AI Agent Customization
Overview
Customizing AI agents within Deeptrain involves tailoring how models process and respond to multi-modal inputs. Since Deeptrain acts as a data connector, customization is achieved by configuring the ingestion pipelines and the localized embedding database that feeds your agent's context.
Multi-modal Input Configuration
Deeptrain allows you to extend the capabilities of standard LLMs by injecting non-textual data into the model's processing stream.
Text and Live Data Integration
To customize an agent beyond its native context window, you can configure a localized embedding database. This allows the agent to retrieve real-time content from specific live sources.
- Real-time Retrieval: Configure the agent to query live data sources before generating a response.
- Context Extension: Use the embedding database to store vast amounts of proprietary documentation, allowing the agent to "remember" information outside its training data.
# Example: Configuring a text-based agent with a localized data source
agent.configure_source(
type="text",
source_url="https://api.yourdomain.com/live-updates",
embedding_model="text-embedding-3-small",
refresh_rate="5m"
)
Computer Vision for Non-Vision Models
You can customize agents to interpret visual data (Images, Flowcharts, Graphs) even if the underlying LLM does not natively support vision. Deeptrain processes these inputs and converts them into a structured format the model can understand.
- Flowcharts and Graphs: Enable
graph_interpretationto allow agents to analyze logic flows or statistical data from images. - Image Tagging: Automatically generate descriptive metadata for images to provide context to the agent.
# Example: Enabling visual data processing
agent.enable_capability("vision", {
"support_graphs": True,
"ocr_enabled": True,
"detail_level": "high"
})
Video and Audio Customization
Deeptrain’s Transcribe API is the primary interface for customizing agents with temporal data. You can feed videos or audio files to expand an agent’s knowledge base or enable it to respond to user-submitted media.
Using the Transcribe API
The Transcribe API processes video/audio and provides a structured text-based representation (including timestamps and speaker identification) to the agent.

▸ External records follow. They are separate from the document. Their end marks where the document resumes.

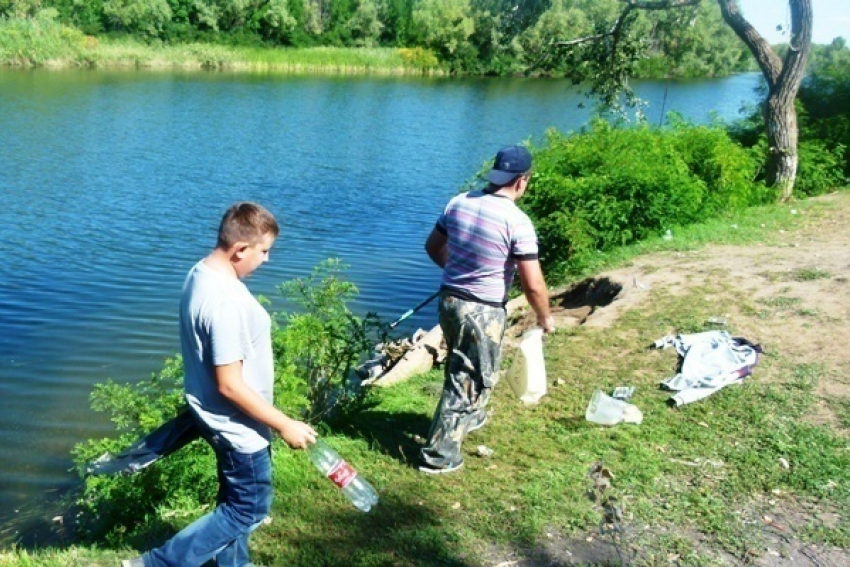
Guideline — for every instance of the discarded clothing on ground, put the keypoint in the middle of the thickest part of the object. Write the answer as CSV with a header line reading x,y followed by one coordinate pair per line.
x,y
709,361
168,438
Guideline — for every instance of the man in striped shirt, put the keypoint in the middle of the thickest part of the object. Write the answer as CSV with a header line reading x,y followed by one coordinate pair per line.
x,y
481,238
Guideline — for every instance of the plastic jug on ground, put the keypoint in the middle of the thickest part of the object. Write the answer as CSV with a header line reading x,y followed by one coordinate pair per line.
x,y
527,374
605,410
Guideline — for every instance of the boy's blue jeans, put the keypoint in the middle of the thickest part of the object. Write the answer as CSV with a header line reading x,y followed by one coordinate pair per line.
x,y
244,500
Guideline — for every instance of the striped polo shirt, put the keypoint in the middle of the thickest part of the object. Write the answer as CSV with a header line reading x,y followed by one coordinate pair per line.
x,y
487,234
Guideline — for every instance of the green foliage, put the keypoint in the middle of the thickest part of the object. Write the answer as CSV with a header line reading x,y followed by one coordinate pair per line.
x,y
36,40
318,347
825,98
144,17
467,36
609,186
444,26
19,8
823,121
364,26
419,57
123,508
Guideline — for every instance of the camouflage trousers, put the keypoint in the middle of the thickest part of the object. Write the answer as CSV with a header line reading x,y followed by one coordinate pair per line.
x,y
473,333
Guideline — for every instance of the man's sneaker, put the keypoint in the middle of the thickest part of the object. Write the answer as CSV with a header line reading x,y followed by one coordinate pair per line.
x,y
478,423
428,469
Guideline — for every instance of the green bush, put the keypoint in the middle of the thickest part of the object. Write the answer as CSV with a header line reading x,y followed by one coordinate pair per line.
x,y
608,186
36,40
122,509
825,108
318,347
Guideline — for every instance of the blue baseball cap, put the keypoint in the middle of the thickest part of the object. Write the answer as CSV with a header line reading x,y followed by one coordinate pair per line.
x,y
510,162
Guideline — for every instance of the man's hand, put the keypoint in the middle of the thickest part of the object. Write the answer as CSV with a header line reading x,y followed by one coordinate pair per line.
x,y
297,434
547,322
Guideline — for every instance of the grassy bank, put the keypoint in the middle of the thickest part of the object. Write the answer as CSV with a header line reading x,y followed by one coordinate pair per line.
x,y
701,484
47,43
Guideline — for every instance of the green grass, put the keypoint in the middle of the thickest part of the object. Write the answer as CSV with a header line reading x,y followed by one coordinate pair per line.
x,y
690,480
44,42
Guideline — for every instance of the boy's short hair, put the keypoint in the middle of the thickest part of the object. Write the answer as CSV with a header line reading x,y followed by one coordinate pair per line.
x,y
245,222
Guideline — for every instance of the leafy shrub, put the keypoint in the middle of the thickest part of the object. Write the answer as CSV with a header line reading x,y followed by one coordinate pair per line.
x,y
608,186
825,99
36,40
419,57
823,123
129,509
318,347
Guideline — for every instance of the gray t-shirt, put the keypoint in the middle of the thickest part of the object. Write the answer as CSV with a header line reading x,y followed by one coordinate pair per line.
x,y
221,323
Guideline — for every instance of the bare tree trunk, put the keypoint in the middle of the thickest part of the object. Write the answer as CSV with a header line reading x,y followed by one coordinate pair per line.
x,y
783,81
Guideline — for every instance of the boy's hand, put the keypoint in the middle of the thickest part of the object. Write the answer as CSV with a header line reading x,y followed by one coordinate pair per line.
x,y
297,434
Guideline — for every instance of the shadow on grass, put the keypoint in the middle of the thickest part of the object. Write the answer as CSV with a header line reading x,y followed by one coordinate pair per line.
x,y
395,533
393,432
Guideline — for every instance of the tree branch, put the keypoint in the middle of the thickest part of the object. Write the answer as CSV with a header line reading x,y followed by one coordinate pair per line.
x,y
618,25
769,63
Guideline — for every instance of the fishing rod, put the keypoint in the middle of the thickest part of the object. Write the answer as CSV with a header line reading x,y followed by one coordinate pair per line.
x,y
410,312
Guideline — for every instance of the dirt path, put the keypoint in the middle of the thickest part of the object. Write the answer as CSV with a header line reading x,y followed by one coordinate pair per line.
x,y
795,301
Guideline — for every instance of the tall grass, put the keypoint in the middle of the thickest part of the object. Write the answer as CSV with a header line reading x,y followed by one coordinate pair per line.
x,y
42,41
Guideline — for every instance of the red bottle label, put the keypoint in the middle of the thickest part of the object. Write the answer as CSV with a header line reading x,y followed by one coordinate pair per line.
x,y
342,474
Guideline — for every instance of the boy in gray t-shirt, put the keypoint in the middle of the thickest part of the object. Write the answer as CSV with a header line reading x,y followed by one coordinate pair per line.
x,y
225,336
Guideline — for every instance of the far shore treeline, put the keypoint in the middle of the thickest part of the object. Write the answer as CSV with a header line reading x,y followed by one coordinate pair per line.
x,y
481,37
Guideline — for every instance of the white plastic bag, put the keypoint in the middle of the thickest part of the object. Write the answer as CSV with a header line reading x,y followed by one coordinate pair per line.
x,y
605,410
527,374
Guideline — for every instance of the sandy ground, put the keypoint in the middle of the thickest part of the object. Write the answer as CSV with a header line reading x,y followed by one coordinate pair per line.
x,y
808,266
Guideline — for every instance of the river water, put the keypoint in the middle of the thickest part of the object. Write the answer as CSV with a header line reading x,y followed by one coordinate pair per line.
x,y
113,184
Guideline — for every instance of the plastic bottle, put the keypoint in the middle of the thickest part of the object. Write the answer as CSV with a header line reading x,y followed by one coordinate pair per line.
x,y
330,464
527,374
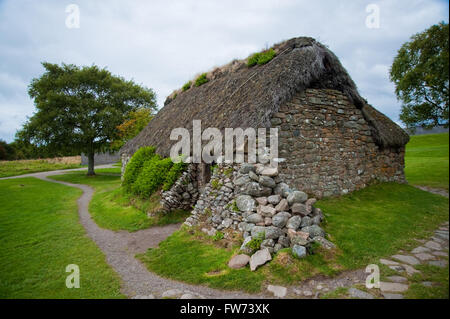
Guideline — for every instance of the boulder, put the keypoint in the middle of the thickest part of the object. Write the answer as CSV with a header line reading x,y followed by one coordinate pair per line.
x,y
255,219
239,261
298,240
256,190
241,181
306,221
280,219
247,168
253,176
299,251
269,171
282,206
282,189
294,222
262,201
258,230
273,232
274,199
244,248
259,258
245,203
324,242
297,197
267,211
267,181
299,209
314,231
284,241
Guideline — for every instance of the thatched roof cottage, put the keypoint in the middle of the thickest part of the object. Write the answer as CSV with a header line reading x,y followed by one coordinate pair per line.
x,y
332,140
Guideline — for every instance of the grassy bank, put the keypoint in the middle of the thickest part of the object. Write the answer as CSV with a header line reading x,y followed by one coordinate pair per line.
x,y
113,209
40,235
426,160
14,168
366,225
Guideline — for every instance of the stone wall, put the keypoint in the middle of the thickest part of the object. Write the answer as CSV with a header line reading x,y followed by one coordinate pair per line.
x,y
252,199
184,192
101,158
328,146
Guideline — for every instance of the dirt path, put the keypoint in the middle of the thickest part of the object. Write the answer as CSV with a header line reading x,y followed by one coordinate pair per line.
x,y
137,282
121,247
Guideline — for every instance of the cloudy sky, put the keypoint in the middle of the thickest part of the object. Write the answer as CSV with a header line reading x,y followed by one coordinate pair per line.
x,y
162,44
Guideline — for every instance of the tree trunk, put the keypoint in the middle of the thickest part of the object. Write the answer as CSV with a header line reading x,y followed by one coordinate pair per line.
x,y
91,164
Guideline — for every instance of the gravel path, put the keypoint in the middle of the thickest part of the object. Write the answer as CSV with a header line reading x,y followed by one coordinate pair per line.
x,y
121,247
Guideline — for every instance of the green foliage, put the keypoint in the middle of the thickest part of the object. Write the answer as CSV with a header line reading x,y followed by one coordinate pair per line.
x,y
135,165
187,86
255,243
147,172
215,184
113,208
420,73
40,235
218,236
133,124
79,108
152,176
202,79
261,57
426,160
173,174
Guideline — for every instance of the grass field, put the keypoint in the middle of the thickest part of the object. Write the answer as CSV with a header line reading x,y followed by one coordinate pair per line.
x,y
111,208
13,168
366,225
426,160
40,235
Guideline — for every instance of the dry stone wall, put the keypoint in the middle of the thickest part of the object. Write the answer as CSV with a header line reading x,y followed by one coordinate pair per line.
x,y
328,146
253,200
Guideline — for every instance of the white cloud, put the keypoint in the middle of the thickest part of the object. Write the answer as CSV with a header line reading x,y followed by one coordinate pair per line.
x,y
163,44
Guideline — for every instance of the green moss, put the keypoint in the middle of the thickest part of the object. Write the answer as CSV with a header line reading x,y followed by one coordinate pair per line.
x,y
187,86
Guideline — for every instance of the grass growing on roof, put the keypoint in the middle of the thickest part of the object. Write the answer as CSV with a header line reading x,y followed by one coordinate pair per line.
x,y
261,57
426,160
40,236
114,209
202,79
187,86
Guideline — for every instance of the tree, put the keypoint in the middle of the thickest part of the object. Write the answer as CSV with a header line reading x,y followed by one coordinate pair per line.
x,y
421,78
79,108
132,125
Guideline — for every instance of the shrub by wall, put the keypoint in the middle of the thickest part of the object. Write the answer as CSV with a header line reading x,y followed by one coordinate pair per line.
x,y
147,172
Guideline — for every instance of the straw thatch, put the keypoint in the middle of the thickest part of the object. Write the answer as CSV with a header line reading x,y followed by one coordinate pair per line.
x,y
241,96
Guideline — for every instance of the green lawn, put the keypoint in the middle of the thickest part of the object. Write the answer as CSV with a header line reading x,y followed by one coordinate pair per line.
x,y
426,160
40,235
111,208
366,225
13,168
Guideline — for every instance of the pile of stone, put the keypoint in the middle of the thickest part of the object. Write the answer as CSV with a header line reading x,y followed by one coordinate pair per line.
x,y
253,200
184,192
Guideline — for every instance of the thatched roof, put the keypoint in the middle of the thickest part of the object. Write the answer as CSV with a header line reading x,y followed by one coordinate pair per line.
x,y
241,96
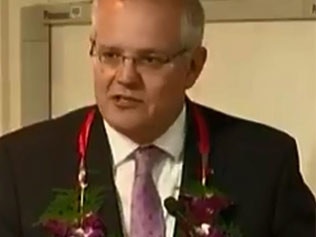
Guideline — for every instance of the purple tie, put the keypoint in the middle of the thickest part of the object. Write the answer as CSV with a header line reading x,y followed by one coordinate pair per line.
x,y
146,211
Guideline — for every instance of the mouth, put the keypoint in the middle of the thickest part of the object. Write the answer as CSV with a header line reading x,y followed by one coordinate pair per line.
x,y
126,101
127,98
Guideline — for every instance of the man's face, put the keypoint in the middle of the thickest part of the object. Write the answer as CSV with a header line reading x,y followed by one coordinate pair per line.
x,y
148,87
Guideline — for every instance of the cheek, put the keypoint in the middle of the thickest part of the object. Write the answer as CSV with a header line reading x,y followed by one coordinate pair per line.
x,y
166,89
102,81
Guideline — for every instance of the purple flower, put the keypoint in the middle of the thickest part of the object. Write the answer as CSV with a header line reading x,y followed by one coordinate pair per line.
x,y
57,227
206,230
92,227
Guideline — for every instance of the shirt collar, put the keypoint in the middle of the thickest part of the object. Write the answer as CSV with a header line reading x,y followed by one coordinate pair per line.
x,y
171,141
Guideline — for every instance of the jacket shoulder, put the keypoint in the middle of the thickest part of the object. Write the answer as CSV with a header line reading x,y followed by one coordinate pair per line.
x,y
46,131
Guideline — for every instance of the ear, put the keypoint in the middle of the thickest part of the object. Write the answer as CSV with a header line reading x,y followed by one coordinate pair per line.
x,y
196,64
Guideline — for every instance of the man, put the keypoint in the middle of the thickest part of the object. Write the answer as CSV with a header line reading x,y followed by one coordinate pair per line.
x,y
145,55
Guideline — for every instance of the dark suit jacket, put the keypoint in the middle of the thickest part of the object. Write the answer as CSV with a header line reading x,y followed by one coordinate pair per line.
x,y
255,165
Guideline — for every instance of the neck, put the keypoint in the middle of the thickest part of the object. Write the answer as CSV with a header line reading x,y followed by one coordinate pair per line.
x,y
148,133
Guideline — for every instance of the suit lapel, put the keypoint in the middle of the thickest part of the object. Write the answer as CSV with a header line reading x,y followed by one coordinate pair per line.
x,y
100,171
192,156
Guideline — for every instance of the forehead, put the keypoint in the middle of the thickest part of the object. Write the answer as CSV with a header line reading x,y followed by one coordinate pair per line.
x,y
138,24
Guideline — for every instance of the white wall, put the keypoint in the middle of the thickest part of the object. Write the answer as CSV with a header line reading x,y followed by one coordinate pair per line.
x,y
265,72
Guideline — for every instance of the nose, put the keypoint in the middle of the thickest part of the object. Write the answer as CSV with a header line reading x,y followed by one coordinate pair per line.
x,y
127,73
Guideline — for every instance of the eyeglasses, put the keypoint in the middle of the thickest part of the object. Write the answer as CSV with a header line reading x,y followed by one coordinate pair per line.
x,y
144,63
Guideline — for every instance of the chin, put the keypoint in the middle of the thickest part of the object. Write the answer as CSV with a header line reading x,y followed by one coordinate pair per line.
x,y
126,123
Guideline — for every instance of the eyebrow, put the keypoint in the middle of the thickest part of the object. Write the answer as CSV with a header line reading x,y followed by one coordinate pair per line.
x,y
139,51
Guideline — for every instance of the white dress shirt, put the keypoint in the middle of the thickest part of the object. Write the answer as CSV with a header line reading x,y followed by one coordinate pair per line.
x,y
167,174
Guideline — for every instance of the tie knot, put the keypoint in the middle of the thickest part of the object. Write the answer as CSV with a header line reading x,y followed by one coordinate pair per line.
x,y
146,158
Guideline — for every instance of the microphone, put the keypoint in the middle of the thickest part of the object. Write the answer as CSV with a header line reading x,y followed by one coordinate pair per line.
x,y
177,210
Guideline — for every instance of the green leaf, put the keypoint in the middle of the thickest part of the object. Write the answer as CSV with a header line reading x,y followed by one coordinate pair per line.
x,y
64,206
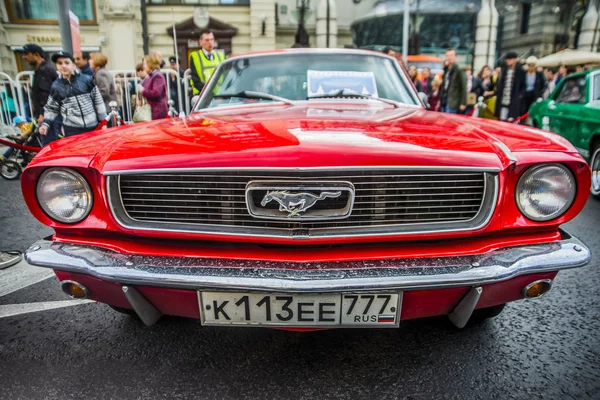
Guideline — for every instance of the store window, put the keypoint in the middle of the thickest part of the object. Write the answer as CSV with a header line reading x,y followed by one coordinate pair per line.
x,y
46,10
596,95
201,2
525,17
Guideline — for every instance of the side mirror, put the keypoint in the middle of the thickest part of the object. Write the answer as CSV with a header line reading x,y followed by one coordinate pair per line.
x,y
424,100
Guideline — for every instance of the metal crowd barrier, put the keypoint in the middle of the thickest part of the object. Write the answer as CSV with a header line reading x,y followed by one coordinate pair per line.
x,y
9,103
15,94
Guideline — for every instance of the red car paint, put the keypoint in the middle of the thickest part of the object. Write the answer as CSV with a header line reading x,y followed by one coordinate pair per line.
x,y
285,136
310,135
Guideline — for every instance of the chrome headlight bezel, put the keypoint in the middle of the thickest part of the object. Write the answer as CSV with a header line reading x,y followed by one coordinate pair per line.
x,y
537,169
85,186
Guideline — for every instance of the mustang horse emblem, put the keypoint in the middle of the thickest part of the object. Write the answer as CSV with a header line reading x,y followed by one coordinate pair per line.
x,y
295,203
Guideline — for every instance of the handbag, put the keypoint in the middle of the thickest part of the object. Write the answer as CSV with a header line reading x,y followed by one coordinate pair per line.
x,y
143,111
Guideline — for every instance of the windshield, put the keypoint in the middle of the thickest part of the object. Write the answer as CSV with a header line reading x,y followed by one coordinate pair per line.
x,y
432,65
302,76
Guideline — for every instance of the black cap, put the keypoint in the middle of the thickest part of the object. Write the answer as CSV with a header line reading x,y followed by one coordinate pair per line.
x,y
33,48
61,54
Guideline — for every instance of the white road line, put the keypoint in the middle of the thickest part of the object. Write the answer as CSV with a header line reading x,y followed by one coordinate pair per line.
x,y
11,310
20,276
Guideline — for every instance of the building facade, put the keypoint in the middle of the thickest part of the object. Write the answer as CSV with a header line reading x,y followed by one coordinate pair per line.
x,y
126,29
118,27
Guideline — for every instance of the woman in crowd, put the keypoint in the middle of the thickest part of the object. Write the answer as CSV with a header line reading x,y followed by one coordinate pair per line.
x,y
412,73
434,98
75,97
426,81
488,86
103,79
153,87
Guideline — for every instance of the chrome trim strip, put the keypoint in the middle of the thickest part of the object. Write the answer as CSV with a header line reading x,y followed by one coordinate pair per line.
x,y
268,276
302,169
507,152
488,202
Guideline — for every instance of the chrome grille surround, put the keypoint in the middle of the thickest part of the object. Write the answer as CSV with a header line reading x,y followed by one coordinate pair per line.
x,y
212,200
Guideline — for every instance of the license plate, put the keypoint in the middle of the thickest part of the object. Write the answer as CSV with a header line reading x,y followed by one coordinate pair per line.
x,y
301,310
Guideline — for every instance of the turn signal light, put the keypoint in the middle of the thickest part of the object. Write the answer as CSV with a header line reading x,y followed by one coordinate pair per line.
x,y
74,289
537,288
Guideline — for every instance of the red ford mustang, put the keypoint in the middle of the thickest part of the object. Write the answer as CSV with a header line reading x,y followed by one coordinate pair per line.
x,y
309,189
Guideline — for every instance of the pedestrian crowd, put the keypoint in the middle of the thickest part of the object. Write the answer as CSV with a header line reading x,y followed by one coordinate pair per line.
x,y
72,95
508,90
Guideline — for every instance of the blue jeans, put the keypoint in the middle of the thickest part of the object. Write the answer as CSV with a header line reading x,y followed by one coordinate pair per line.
x,y
450,110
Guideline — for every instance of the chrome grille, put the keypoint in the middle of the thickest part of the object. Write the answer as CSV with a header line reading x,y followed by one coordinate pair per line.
x,y
387,201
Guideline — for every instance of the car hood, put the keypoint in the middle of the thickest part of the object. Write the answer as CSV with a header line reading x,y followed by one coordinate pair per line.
x,y
309,136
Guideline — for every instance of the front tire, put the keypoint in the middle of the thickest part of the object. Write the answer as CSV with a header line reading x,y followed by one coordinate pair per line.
x,y
10,170
595,167
482,314
126,311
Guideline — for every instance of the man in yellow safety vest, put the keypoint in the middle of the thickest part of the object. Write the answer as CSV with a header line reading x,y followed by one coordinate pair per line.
x,y
204,61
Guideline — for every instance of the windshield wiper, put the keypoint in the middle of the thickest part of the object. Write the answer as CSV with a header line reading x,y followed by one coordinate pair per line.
x,y
342,93
248,94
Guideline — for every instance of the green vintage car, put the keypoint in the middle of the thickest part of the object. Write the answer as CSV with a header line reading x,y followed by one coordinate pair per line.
x,y
573,111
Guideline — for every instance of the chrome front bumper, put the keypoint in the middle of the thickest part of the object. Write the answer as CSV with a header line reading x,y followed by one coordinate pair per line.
x,y
267,276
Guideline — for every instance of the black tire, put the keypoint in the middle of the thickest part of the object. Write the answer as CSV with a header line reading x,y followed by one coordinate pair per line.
x,y
9,258
126,311
595,167
482,314
10,170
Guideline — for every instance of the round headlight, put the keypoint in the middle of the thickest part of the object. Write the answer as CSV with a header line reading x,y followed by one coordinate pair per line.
x,y
545,192
64,195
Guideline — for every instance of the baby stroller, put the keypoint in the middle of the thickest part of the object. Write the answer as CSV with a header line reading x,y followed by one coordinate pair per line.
x,y
23,145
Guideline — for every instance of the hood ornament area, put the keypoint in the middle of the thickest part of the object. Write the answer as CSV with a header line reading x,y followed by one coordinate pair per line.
x,y
295,203
302,201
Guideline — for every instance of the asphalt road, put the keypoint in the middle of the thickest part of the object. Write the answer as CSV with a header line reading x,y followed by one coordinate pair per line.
x,y
542,348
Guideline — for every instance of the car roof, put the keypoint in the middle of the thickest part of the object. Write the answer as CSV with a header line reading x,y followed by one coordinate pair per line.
x,y
312,51
583,73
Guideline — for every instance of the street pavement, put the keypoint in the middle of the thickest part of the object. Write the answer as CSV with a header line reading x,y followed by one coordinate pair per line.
x,y
51,347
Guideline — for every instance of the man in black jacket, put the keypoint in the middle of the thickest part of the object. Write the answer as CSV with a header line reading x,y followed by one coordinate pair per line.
x,y
43,77
510,89
75,97
453,92
534,84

Endpoint: POST /api/v1/transcribe
| Parameter | Type | Description |
| :--- | :--- | :--- |
| source | String | URL of the video (YouTube, Vimeo, or self-hosted) or local file path. |
| model_priority | String | Defines the accuracy level (e.g., high_fidelity, fast_processing). |
| include_metadata | Boolean | Whether to include visual scene descriptions alongside text. |
// Sample API Request to customize agent knowledge via video
{
"agent_id": "agent_01",
"source": "https://vimeo.com/example-video",
"options": {
"transcribe": true,
"analyze_visuals": true
}
}
Model-Agnostic Setup
Deeptrain supports over 200 models. Customizing your agent behavior involves selecting the model that best fits your multi-modal data needs and configuring the connection parameters.
- Select Model: Choose from private (on-premise) or open-source models (e.g., Llama 3, Mistral, GPT-4).
- Define System Prompt: Customize the agent's "personality" and how it should prioritize different data modalities (e.g., "Always prioritize information found in video transcripts over general knowledge").
- Set Modality Weights: Adjust how much weight the agent gives to different data types (Text vs. Image vs. Audio).
# Example: Configuring model-agnostic agent parameters
agent.set_model("llama-3-70b", provider="ollama")
agent.set_system_instruction(
"You are a technical assistant. Use the provided flowchart data "
"to explain system architectures to users."
)
Best Practices for Customization
- Data Cleaning: Ensure that visual content (graphs/flowcharts) is high-resolution for better interpretation by the computer vision layer.
- Embedding Optimization: For large text datasets, use a localized embedding database to minimize latency and reduce costs associated with long-context tokens.
- Video Processing: When using the Transcribe API, enable
analyze_visualsif the video contains on-screen text or demonstrations essential for the agent's task.